Quantitative Systems Pharmacology (QSP) is a relatively new discipline with enormous potential to improve pharma R&D productivity and inform decision-making across the drug development process from early discovery to Phase 3. QSP combines computational modeling and experimental data to examine the relationships between a drug, the biological system, and the disease process. QSP has already shown promise for increasing the probability of success in R&D by bridging scientific gaps between disciplines to enable target validation and is recognized by sponsors and global regulatory agencies as a valuable scientific approach to increase understanding of disease biology, improve target selection, and help to ensure drug safety and efficacy in clinical trials.

Why Use QSP for First-in-Human Trials?

QSP can also be used in the efficient design of First-in-Human (FIH) clinical trials to help determine the starting dose and subsequent dose escalations to ensure the best possible protection for human subjects. If FIH doses are estimated only on the basis of preclinical data, without including mechanistic model-based approaches such as QSP, investigators are not making the best use of all available data.

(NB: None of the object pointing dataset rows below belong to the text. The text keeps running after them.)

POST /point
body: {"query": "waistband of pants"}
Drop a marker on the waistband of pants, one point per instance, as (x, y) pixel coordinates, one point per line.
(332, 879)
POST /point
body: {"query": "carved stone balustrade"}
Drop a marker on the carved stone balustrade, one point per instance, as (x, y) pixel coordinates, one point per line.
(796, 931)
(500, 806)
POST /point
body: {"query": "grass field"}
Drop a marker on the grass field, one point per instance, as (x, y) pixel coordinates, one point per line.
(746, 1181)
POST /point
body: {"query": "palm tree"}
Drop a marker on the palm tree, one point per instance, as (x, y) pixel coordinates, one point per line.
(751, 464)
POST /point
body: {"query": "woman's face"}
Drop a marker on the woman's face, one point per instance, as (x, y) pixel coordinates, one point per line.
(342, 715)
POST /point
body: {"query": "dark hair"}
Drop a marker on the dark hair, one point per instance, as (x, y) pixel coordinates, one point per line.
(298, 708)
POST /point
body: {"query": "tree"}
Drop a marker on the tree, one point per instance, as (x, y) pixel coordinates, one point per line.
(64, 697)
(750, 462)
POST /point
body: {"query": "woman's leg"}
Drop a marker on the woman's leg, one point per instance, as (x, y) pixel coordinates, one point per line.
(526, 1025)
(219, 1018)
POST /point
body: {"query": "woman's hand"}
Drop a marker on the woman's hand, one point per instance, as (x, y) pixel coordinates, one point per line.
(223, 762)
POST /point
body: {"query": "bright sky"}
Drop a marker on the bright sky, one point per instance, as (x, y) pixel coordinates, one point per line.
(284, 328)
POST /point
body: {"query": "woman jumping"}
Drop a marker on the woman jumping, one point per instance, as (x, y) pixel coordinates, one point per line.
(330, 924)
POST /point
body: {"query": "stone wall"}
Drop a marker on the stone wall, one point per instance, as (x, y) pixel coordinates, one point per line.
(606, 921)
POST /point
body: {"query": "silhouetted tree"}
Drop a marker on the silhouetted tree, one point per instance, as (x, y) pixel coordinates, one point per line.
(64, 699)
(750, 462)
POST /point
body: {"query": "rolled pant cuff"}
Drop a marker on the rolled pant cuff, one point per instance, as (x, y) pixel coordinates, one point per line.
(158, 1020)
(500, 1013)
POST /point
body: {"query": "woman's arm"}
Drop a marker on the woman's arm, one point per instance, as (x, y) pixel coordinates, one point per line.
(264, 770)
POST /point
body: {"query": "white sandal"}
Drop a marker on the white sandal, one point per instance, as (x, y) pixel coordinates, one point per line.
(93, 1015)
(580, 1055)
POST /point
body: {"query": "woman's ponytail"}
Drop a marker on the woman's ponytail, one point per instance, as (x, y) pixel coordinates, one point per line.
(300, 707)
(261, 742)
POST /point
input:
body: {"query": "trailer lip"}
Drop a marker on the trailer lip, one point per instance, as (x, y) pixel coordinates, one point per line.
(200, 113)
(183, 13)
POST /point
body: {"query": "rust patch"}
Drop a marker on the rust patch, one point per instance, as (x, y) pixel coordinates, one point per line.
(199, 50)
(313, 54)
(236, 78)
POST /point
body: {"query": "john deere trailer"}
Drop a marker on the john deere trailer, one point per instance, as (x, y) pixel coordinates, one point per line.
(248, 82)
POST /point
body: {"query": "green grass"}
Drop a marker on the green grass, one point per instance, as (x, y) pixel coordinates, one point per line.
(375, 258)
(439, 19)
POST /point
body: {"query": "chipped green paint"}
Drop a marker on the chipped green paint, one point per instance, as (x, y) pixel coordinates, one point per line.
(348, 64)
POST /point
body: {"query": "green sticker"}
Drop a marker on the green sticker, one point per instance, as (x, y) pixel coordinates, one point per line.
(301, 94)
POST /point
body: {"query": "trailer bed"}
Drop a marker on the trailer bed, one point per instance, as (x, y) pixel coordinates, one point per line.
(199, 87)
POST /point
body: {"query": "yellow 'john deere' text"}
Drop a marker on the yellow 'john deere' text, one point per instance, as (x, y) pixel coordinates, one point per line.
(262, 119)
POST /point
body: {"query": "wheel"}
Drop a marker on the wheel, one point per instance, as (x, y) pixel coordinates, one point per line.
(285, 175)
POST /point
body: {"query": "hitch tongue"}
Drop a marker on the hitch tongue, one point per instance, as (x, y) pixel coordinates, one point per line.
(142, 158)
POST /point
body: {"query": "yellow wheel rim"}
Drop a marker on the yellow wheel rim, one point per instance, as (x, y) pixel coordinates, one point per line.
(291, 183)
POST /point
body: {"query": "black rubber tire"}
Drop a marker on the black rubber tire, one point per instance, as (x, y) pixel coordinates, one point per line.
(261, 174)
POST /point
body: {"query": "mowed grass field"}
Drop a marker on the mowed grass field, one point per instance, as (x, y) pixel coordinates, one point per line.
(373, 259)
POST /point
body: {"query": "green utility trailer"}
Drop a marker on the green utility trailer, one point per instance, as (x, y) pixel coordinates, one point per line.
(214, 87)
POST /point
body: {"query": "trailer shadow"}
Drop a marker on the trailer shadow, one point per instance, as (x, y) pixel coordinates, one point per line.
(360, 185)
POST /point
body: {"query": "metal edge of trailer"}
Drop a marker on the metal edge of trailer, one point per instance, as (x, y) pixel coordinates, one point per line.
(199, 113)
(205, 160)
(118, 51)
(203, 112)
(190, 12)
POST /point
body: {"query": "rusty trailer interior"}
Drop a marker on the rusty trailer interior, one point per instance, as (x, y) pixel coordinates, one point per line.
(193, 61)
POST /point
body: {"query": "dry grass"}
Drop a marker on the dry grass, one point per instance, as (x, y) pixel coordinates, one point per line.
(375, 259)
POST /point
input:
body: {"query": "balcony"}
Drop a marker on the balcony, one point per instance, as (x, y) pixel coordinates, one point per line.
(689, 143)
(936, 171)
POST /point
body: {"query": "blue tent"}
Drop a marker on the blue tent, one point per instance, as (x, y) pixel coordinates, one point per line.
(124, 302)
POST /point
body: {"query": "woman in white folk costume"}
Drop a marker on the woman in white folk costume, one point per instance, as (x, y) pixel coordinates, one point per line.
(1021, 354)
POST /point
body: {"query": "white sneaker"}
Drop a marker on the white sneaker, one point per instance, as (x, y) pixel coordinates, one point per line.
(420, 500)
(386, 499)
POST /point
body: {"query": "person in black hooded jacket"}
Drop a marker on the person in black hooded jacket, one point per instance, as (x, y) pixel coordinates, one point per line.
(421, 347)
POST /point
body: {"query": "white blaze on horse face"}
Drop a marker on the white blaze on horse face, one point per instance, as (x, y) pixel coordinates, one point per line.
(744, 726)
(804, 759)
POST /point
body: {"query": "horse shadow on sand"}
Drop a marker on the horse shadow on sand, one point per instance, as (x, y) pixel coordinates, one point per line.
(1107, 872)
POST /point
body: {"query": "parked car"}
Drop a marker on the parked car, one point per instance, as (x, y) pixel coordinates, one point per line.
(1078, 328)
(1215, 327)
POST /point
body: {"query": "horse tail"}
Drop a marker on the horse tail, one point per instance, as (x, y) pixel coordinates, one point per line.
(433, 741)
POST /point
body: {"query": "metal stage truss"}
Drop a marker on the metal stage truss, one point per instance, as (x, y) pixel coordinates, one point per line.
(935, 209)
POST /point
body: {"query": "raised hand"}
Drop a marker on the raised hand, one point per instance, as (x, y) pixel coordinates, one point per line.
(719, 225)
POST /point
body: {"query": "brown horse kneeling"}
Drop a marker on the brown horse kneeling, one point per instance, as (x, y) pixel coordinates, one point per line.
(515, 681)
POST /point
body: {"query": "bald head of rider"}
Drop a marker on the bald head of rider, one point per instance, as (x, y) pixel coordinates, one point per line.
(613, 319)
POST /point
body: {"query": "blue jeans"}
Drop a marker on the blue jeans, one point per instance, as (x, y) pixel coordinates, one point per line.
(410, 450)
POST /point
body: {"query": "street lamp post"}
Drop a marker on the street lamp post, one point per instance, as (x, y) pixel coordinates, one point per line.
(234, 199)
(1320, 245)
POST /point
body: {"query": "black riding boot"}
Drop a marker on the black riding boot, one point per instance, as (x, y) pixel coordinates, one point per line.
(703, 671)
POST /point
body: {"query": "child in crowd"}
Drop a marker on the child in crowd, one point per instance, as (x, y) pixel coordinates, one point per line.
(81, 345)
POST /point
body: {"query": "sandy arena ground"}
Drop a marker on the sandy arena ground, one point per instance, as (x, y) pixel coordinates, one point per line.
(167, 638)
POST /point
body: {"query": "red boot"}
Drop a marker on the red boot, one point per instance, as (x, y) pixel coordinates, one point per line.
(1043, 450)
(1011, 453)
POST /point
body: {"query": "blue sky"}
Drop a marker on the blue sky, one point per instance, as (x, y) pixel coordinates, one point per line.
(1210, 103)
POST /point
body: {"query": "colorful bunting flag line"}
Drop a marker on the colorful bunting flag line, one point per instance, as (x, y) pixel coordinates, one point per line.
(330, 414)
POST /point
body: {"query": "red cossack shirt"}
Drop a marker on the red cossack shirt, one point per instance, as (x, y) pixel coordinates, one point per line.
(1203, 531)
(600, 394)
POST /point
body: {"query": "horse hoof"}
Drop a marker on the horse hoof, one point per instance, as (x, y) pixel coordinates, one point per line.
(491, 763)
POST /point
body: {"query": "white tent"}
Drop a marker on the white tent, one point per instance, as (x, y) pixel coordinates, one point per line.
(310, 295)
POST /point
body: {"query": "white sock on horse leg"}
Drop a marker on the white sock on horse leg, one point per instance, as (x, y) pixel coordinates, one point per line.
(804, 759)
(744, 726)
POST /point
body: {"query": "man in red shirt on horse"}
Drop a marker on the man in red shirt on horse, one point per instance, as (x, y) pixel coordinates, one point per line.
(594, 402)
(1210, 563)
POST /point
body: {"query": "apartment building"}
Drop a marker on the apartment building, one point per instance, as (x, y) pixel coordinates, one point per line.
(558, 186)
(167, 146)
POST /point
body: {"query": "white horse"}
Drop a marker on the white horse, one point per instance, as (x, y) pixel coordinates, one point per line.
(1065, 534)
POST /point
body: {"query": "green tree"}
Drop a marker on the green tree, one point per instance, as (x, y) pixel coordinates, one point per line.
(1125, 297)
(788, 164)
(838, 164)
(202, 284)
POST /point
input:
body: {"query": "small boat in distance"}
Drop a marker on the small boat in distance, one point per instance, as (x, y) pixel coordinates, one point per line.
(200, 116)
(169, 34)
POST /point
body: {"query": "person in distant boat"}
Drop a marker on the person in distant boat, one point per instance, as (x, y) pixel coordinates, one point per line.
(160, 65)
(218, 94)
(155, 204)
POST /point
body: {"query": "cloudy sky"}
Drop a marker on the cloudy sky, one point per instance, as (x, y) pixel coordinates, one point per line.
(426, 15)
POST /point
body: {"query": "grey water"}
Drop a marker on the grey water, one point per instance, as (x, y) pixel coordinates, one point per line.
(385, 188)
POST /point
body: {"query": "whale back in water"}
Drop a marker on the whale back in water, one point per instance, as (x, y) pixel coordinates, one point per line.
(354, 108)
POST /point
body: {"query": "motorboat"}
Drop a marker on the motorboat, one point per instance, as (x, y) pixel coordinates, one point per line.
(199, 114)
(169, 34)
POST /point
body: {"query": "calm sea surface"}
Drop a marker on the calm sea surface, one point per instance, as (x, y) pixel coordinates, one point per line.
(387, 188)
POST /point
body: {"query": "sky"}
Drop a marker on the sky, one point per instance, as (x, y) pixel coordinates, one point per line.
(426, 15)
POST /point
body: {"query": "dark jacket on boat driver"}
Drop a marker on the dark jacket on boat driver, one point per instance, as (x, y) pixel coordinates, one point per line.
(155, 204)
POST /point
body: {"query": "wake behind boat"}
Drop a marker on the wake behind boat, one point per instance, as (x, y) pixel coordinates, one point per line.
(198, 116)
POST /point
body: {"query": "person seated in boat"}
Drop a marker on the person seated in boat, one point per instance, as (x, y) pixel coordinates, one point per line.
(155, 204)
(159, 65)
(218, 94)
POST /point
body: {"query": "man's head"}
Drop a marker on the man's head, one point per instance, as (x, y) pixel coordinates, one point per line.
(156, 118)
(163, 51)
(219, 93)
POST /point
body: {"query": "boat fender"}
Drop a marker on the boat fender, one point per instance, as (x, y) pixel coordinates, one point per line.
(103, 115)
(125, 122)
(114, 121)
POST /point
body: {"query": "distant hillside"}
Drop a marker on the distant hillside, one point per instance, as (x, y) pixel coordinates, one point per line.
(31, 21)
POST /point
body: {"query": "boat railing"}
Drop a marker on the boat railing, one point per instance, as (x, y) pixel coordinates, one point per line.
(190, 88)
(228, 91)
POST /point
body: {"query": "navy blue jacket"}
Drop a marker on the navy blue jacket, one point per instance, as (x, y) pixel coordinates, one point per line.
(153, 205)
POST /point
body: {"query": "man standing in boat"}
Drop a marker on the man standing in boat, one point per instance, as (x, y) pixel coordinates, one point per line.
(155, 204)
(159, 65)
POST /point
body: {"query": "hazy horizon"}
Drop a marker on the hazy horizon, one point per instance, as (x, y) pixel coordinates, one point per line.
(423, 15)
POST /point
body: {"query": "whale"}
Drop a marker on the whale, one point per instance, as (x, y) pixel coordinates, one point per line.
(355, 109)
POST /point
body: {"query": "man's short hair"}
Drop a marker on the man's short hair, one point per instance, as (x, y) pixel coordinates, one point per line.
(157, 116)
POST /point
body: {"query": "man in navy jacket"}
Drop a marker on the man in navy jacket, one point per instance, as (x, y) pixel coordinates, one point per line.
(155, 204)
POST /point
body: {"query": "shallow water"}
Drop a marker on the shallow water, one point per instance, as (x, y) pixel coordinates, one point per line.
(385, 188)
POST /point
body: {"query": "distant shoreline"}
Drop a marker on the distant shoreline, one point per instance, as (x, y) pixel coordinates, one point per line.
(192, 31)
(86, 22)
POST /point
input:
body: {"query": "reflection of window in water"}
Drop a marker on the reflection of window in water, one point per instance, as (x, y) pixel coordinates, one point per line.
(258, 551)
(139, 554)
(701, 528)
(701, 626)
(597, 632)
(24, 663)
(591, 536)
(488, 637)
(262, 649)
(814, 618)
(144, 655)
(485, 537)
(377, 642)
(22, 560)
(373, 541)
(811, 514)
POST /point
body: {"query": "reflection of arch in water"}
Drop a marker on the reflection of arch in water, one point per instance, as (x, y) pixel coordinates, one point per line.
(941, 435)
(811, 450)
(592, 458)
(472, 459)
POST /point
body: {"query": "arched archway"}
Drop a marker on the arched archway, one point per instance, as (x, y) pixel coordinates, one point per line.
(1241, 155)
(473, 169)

A Review of the Endocannabinoid System for Treating Pain: A Prelude for Endorsing the Use of QSP in FIH Studies

The endocannabinoid system (EC) is involved in many physiological processes in the central and peripheral nervous systems such as pain-sensation, appetite, mood, and memory. Modulating EC system activity has been investigated by the pharmaceutical industry for its potential to treat a wide range of diseases including neuropathic pain, cardiovascular diseases, Parkinson’s and Huntington’s disease, and many others. The identification of cannabinoid receptors, CB1 and CB2, belonging to the superfamily of G protein-coupled receptors (GPCRs), and their endogenous lipid ligands, spurred research into therapeutic compounds that inhibit EC metabolism and transport, e.g. fatty acid amide hydrolase (FAAH), a membrane-bound serine hydrolase which degrades endocannabinoids in the brain.

Historically, FIH studies and early stage clinical trials have been conducted with a notable safety record. However, the 2016 tragic outcome of the FIH trial on BIA 10-2474, a FAAH inhibitor, which led to the death of one volunteer and produced mild-to-severe neurological symptoms to four others, resulted in the European Medicines Agency (EMA) revising their guideline on pre-clinical and clinical aspects of FIH and early clinical trials. Although the clinical neurotoxicity is still unclear, activity-based protein profiling studies to determine the protein interaction landscape of the test compound in human cells and tissues has shown that the high doses of BIA 10-2474 administered may have attributed to off-target activities of BIA 10-2474 leading to severe adverse effects.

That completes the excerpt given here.